Никому еще не приходило в голову сравнить геометризованный Дворец Республики из стекла и бетона с сердцем или душой берлинцев. Но это место тоже стало дворцом сувениров. Я начну со своих собственных. В 1976 году мы с мамой отправились в Восточную Германию. Это была наша первая поездка «на Запад» и первое пересечение советской границы. Мы отправились в Дессау, чтобы навестить подругу моей матери, вышедшую замуж за восточногерманского офицера, который учился в военной академии в Ленинграде. Там, в Дессау, мы увидели первую модернистскую руину, школу Баухаус, символ интернационального авангарда, — закрытую, огороженную и выглядевшую как пустой провинциальный склад с облупившейся краской, которая некогда была белоснежной. Мы поехали в Дрезденскую галерею и полюбовались ее сокровищами, «восстановленными, несмотря на империалистические разрушения». Мы посещали магазины одежды так, как если бы это были музеи, и вместе с группой советских жен военных глазели на все возможные куртки и сапоги, доступные немецкому народу. К нам относились с прохладным нетерпением, как к убогим варварам с дурными манерами. С новым другом я сбежала на неофициальную домашнюю дискотеку, где мы танцевали под рок-музыку из Западной Германии, которую наш представитель принимающей стороны строго запретил слушать. В Берлине мы ходили по Унтер-ден-Линден, в шесть часов вечера выглядевшей заброшенной и пустой, перешептываясь про стену — еще одно из невысказанных восточногерманских слов. Мы были остановлены полицейским, вежливо проверившим наши документы. Короче говоря, мы столкнулись со всем тем, что в ретроспективе показалось бы типичным ощущением посещения Восточной Германии.

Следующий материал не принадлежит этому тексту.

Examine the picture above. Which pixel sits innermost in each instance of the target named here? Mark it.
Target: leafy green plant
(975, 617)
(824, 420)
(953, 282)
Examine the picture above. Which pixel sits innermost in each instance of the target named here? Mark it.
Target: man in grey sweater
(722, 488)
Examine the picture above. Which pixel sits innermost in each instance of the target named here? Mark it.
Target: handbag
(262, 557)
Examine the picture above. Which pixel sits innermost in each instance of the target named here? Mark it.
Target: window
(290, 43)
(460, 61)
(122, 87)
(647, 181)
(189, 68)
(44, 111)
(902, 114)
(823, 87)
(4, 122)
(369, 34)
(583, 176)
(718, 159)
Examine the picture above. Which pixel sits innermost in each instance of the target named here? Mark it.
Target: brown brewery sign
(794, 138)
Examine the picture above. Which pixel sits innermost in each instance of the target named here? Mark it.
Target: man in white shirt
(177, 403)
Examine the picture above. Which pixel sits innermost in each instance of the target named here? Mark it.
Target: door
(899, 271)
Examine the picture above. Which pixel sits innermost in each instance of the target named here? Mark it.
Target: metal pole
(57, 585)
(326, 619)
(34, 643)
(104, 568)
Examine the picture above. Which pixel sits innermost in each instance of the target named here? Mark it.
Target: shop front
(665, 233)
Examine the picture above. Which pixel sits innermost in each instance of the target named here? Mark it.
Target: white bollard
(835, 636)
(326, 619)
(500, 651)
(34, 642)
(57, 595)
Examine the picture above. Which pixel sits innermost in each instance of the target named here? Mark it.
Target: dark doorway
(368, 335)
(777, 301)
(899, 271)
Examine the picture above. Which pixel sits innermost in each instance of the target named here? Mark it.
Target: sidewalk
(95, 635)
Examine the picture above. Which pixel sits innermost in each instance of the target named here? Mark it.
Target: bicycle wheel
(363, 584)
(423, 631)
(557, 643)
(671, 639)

Самой впечатляющей была наша поездка на Александерплац и Маркс-Энгельс-Плац с недавно построенным Дворцом Республики. Никогда еще мы не видели подобного триумфа архитектуры модернизма, которая лично для меня воплощала Запад. У здания были окна из тонированного стекла, которые говорили об экзотических местах и сулили неведомые перспективы. Дворец был открыт для публики и казался более демократичным, чем российские правительственные здания. Именно в этом дворце мы попробовали наш первый западный напиток: охлажденный апельсиновый сок, один на двоих, именно столько мы себе смогли позволить. (Как и многие советские туристы, мы, кажется, в тот день не заплатили за билет на поезд до Берлина, о чем я теперь вспоминаю с искренним сожалением.)